Trotzdem bin ich laut diesem Gewichtsblatt in Summe zu schwer für das Rad und das einzige Problem, dass ich nach 1000km hatte, ist ein unglücklicher Sturz, weil sich mein Schuh bei der Ferse mit dem Schlauch von der Schaltung verheddert hat, was passiert ist, weil die kleine Gummihalterung weggegangen ist  und ich kurz erschrocken bin
Kabelbinder und Probleme Adieu


----------



## anneherz (14. Mai 2019)

Mir ist als das Rad vor 2 Jahren neu war,2x das Schaltauge gerissen........ohne ersichtlichen Grund
Kette gefressen usw,hatte echt Glück das ich nicht schneller unterwegs war.

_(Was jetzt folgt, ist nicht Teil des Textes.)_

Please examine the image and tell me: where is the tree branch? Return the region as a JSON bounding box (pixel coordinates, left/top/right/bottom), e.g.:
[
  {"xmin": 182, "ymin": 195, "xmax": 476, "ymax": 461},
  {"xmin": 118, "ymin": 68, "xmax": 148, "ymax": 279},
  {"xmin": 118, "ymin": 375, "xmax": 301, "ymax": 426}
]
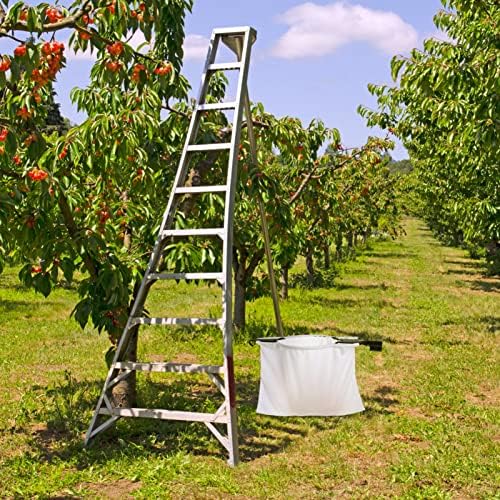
[
  {"xmin": 289, "ymin": 163, "xmax": 318, "ymax": 204},
  {"xmin": 2, "ymin": 0, "xmax": 92, "ymax": 33},
  {"xmin": 246, "ymin": 248, "xmax": 265, "ymax": 277}
]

Nach diesen 2x wurde mir kulanterweise das Bike vom Händler umgetauscht.
Von Cube selber hätte ich kein neues bekommen.
Ist mein erstes und letztes Cube.


----------



## Hammer-Ali (14. Mai 2019)

anneherz schrieb:


> Mir ist als das Rad vor 2 Jahren neu war,2x das Schaltauge gerissen........ohne ersichtlichen Grund
> Kette gefressen usw,hatte echt Glück das ich nicht schneller unterwegs war.
> 
> Nach diesen 2x wurde mir kulanterweise das Bike vom Händler umgetauscht.
> ...


Scheint mir eher wer die Schaltung mies eingestellt zu haben, denn daß das Fahrrad grundsätzlich ne miese Krücke ist von der man sich schnellstmöglich trennen sollte


----------



## Gurkenhobel (14. Mai 2019)

Wir haben auch drei Cube Räder in der Familie und keines davon macht Probleme. Bin schon jahrelang Fan der Marke. Habe mittlerweile das 3. Rad von Cube. Meine Frau und Tochter sind damit auch glücklich.


----------



## Zerzal (14. Mai 2019)

Klar, wenn das Schaltauge bricht, muss es sich einfach um ein absolutes grotenschlechtes Bike handeln. 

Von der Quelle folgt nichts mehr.